What makes it unique?
I’m sure other literary journals will sell you on how closely they look at every submission, but I’m certain they are lying. Well not certain, I’m sure a few of their readers don’t read every word of every line. Maybe not a few, maybe there is one bad egg with errands to do and no time for your nonlinear chapter construction. Or maybe the one egg isn’t even wholly bad, maybe he/she is near-rotten, just had twins and slowly going insane. The fact is, we don’t have any near-rotten eggs in our basket; I don’t think any of our readers just had twins this past year. We read everything, and 95% of our content comes from the slushpile (other 5% are the aforementioned contest winners and our featured poet).
What really makes us unique is the great blend of local and national writers; we’ll have Writer’s Center instructor Ramola D next to up-and-coming fiction writers Myfanwy Collins and Irene Keliher next to T.J. Forrester, whose novel and short story collection is coming out from Simon & Schuster (that ampersand again). We’ve always published a few people from DC/MD/VA, not out of necessity, but because for so many years Potomac Review stressed publishing Mid-Atlantic writers. Even though are focus now is more on publishing great literary work than where the author is from, that reputation still exists among Mid-Atlantic writers who submit, and this works to our advantage as we try and keep our feet grounded in the DC Metro-area literary community while also publishing people nationally and internationally.
Can you tell us a little bit about what you like to publish?
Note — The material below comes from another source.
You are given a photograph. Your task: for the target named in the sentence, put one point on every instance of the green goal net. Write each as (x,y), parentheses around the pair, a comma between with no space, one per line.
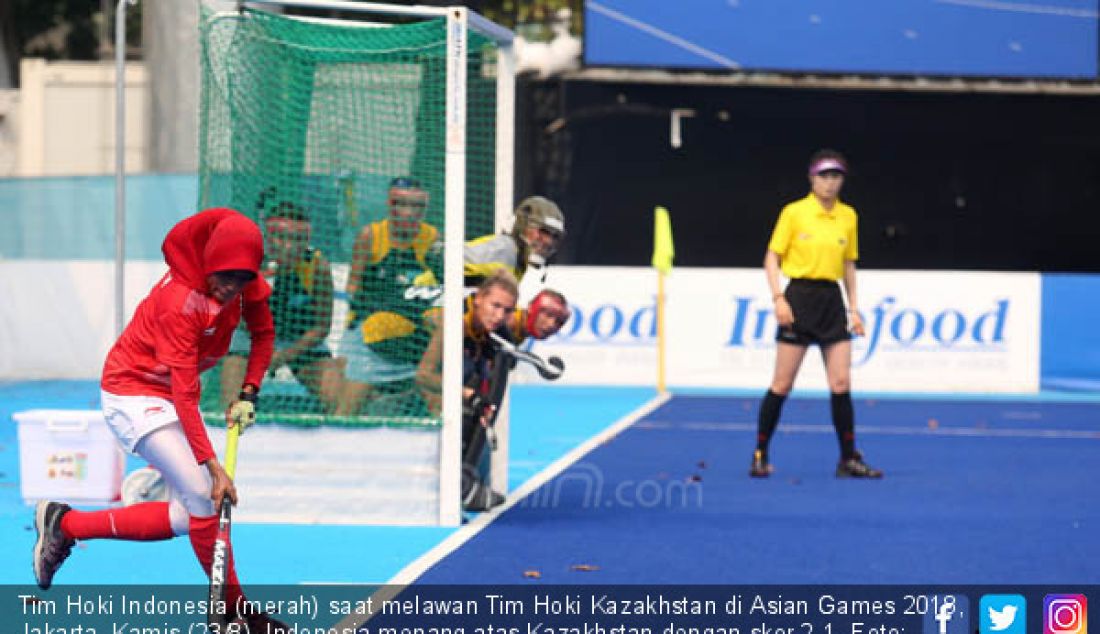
(332,134)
That’s hard to say. We like work of literary merit? We like what would render the Godmother of American Poetry Emily Dickinson’s “whole body so cold no fire could ever warm” her. I know she’s talking about poetry, but we like fiction, nonfiction, and poetry that feels like “the top of my head were taken off.” Or, more succinct, we like good stuff. There’s not one set tone or point of view we hunt for in our content.
What advice do you have for anyone submitting a manuscript?
Everyone says you should know the review you are submitting to, then they say buy our issues, which makes sense, and if you have the money you should do just that. Buy as many Potomac Reviews as your monthly budget allows. In these economic times though, I understand if that’s not the case (I’m actually impressed you’re still reading down here, what with these economical times and all). So I’ll make it easy for you. We do have some online content from our latest issue, free! content from our Pushcart nominees and Fiction Contest winner. We also blog regularly, which means you’d be able to see what our sensibilities are (and Julie Wakeman-Linn has this awesome feature called the “Maybe Dialogue Blog” where she chats with a submitter who was on the cusp of being accepted but still has some kinks in the story to work out).
Also keep your cover letters to a small-to-medium sized paragraph, unless your cover letter is your submission. Memoir as cover letter, I’ve never seen someone consciously do that before.